The project involved major maintenance activities and improved safety for operators, who previously operated from a control cabin on the boom section of the shiploader.
The shutdown works included: installation and commissioning of vision and anti-collision control systems, a retractable tele-chute access, commissioning a new operating cabin located within the main portal of the ship loader, dust suppression system upgrades and extensive ship loader protective coating works.
The new cabin eliminates the need for operators to access and egress a cabin suspended from the boom section via ladders and complex manoeuvres, providing them a more accessible and safer operating location on the fixed part of the ship loader.
Loading operations are now guided by sophisticated camera technology with the use of four thermal, five dual optical and 15 fixed optical cameras.
Gladstone Ports Chief Operating Officer, Craig Walker, said the Port continued to operate through its other assets while the shutdown was underway.
“Our customers are continually working alongside us to ensure our trade supply chains are optimal,” Mr Walker said.
“These upgrades are really important to keep our Port operating 24 hours a day, 7 days a week so we can continue to support the Queensland economy and regional jobs.

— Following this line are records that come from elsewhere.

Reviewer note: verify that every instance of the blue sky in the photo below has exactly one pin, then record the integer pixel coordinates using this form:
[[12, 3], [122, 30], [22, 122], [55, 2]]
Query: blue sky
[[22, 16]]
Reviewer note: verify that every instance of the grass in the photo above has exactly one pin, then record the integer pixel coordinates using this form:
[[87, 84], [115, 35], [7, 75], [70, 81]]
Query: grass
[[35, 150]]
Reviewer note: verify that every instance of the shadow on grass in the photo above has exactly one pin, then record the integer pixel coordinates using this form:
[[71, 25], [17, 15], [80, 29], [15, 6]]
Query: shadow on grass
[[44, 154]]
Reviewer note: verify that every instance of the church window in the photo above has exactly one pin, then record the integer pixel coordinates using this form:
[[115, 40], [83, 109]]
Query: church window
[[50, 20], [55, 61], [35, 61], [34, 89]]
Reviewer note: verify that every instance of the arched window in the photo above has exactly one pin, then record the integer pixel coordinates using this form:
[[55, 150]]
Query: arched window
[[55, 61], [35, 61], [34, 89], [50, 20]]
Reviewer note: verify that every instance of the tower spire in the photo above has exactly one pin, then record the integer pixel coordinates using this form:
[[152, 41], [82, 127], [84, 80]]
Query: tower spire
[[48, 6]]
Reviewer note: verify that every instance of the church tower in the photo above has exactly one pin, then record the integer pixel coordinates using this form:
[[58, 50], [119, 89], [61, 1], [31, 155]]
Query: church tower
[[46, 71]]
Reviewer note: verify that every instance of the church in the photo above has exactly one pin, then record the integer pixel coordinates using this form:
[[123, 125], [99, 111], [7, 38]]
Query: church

“GPC is one of the largest Ports in Queensland and in the 2020/21 financial year, 1909 ships visited our three ports with more than 123 million tonnes of total throughput recorded.”
Mr Walker said that GPC exports over 30 per cent of Queensland’s coal exports and 100 per cent of their LNG export, representing almost 80 per cent of the Port’s total trade.
“The meticulous planning of this shutdown minimised the impact on our operations and our customers, but most importantly was done safely and is a credit to the team at GPC,” Mr Walker said.